How to Spot a Fake Rescue

How to Spot a Fake Rescue

When in the process of looking for a new four legged friend many of us turn to rescue groups or animal shelters. These organizations are dedicated to finding a loving home for abandoned, unwanted, abused, or stray pets, and as a pet owner you feel good knowing that you are providing a beautiful animal with a well deserving home. With the rising popularity of these types of organizations there have been issues with certain businesses claiming to be rescue groups even though they’re not. In an age where many of us use the internet to find a future furry companion, this unfortunately makes it even more difficult to ensure that the dog you’re adopting is in actuality a rescue dog. And many of these organizations that claim to be rescue groups, but are not, usually function as puppy mills.

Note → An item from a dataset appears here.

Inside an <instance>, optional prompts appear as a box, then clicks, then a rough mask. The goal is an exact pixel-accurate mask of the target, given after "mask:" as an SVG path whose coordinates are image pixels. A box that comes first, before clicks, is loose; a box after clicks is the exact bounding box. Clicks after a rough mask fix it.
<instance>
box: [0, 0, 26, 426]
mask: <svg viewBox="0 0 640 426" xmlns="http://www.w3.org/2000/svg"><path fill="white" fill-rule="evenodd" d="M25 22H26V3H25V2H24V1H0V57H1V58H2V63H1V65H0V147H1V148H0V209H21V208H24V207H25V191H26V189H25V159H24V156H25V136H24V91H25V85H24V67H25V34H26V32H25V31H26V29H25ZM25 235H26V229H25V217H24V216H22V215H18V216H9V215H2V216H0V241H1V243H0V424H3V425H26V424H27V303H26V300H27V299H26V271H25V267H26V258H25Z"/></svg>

If you’re not aware, a puppy mill is a large-scale commercial dog breeding facility that focuses on profit rather than the welfare of the dogs. They house animals in cramped and unsanitary conditions where there is little to no veterinary care, food, water or socialization. Many of the dogs who are bred in puppy mills often are prone to disease, and also suffer from other behavioural problems due to the early removal from their mothers and littermates. In the U.S. alone there is estimated to be 10,000 puppy mills, but many non-profit organizations like the ASPCA are working towards shutting down these facilities and rescuing the puppies within them.

Here are a few things that you can do, or can look for, to ensure that you are supporting the right organization.

1. Visit the rescue group/animal shelter

Since many individuals look to adopt a dog via the internet it is very easy to be conned into adopting an animal from a faux rescue group. To make sure that you’re supporting the right organization plan to make a visit to the facility before agreeing to adopt the animal. This will give you a chance to not only bond with your possible future furry friend, but will allow you to see the living conditions and the welfare of the animals that live there.

2. There is open communication between you and the rescue group

When adopting a new animal most rescue groups want to ensure that the new home is suitable for the dog and that the owners will provide a healthy living environment. This is done through asking questions and filling out applications - there may even be a home visit. Rescue groups should also be open to answering any questions future dog owners may have, and be willing to share any and all information when it comes to the animal’s current health. If an organization does not provide open communication, and is not willing to answer specific questions it is best to take extra precautions.

3. Do youur own research

Rather than just trusting the dog rescue’s primary website, do some secondary research to learn if the organization is legitimate. Many animal welfare groups have databases that list breeders or kennels that have been on the wrong side when it comes to the fair treatment of animals. A quick search could bring up some pretty negative information about an organization that you previously thought was perfect.

4. Are there a lot of puppies or purebreds available

It is a sad fact to admit, but most often the dogs that are being surrendered to shelters and rescues are adult or senior dogs. While puppies do find their way into shelters, it is less common, so beware if you see a shelter or rescue that is listing mostly or all puppies. A legitimate rescue will more likely have a range of dogs varying in breed and age.

5. How much is that adoption fee and what is it covering

Most animal rescues require an adoption fee, and that can range depending on the rescue, but it is generally less than what a person would pay for a ‘designer’ breed from a private breeder. If the adoption fee is over $500, start to be concerned, or make sure to do your research and find out exactly what your adoption fee is covering. The good number of legitimate rescues will vet the dogs when they come in, often including neutering/spading and microchipping, which your fee may cover partially.

When it comes to whether or not a rescue is legitimate, like most other things, it comes down to doing your research. If a rescue is not providing you with the information you are asking them for, or are very quick to take your money and run without a proper vetting process, maybe think twice about adopting from them.